The Egg Curry Recipe is a quick and simple recipe that can be made in less than 30 minutes if you have all the ingredients ready. This egg curry is a delicious spicy preparation of the eggs in a onion garlic ginger and tomato based gravy.
If you like this recipe, you can also make these Egg Recipes at your home:
- 4 Whole Eggs , hard boiled
- 6 Tomatoes , cooked and pureed
- 1 teaspoon Turmeric powder (Haldi)
- 1 teaspoon Garam masala powder
- 1 teaspoon Coriander Powder (Dhania)
- 1/2 teaspoon Red Chilli powder
- 1/2 teaspoon Sugar
- Salt , to taste
- Coriander (Dhania) Leaves , few leaves, finely chopped
- Sunflower Oil , for cooking Ingredients to be ground to a paste
- 1 Onion , roughly chopped
- 1 inch Ginger , roughly chopped
- 3 cloves Garlic
- 2 Green Chillies
How to make Quick And Simple Egg Curry Recipe
To begin making the Quick & Easy Egg Curry Recipe, Firstly we will boil the eggs. Add the eggs in a saucepan with some water. Add sufficient water that the eggs are covered with it. Let it come to boil for 15 minutes or untill you see a crack on the outer shell.
Once done, let it cool down. Remove the outer shell of the egg and keep it aside.
Heat 2 tablespoons of oil in a wok; add in the onion garlic and ginger paste. Sauté for a few minutes until the raw smell goes away and the onion changes color.

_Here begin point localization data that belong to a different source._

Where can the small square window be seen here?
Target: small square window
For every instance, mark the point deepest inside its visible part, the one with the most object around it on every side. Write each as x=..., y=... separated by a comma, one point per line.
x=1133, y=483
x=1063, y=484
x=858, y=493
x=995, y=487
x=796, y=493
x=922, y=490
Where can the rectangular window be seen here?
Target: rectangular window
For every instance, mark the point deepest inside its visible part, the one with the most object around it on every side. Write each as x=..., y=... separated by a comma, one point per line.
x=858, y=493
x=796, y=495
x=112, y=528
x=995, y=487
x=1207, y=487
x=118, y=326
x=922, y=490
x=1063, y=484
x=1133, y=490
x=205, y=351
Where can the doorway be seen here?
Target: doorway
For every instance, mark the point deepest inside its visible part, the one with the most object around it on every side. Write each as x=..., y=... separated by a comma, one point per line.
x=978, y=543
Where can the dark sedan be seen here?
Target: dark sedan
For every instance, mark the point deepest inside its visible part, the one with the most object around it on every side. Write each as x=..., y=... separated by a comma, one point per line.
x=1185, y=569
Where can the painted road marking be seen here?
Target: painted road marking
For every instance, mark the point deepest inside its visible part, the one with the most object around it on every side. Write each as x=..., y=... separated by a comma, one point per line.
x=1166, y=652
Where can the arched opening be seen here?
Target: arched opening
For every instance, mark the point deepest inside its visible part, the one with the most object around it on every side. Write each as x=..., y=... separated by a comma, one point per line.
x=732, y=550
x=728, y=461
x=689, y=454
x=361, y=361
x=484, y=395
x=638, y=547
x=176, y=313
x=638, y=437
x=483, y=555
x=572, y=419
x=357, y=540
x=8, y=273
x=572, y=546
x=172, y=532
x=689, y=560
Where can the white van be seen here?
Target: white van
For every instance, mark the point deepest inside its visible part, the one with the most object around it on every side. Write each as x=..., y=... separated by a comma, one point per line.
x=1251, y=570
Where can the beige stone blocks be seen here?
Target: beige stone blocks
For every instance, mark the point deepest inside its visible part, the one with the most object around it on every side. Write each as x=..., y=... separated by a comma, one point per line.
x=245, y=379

Once the onion is well roasted, add in the turmeric powder, sugar, garam masala powder, coriander power and red chilli powder. Stir those powders into the onion masala until well combined. This will take about 3 to 4 minutes.
After 3 to 4 minutes, add in the tomato puree, salt and the eggs. Simmer the Egg Curry covered for 10 to 15 minutes until you see the eggs are coated well with the curry.
Check the salt and spice levels and the consistency of the curry. Adjust them to taste and add water if you want the consistency of the curry to be thinner. Once done, stir in the chopped coriander leaves and serve.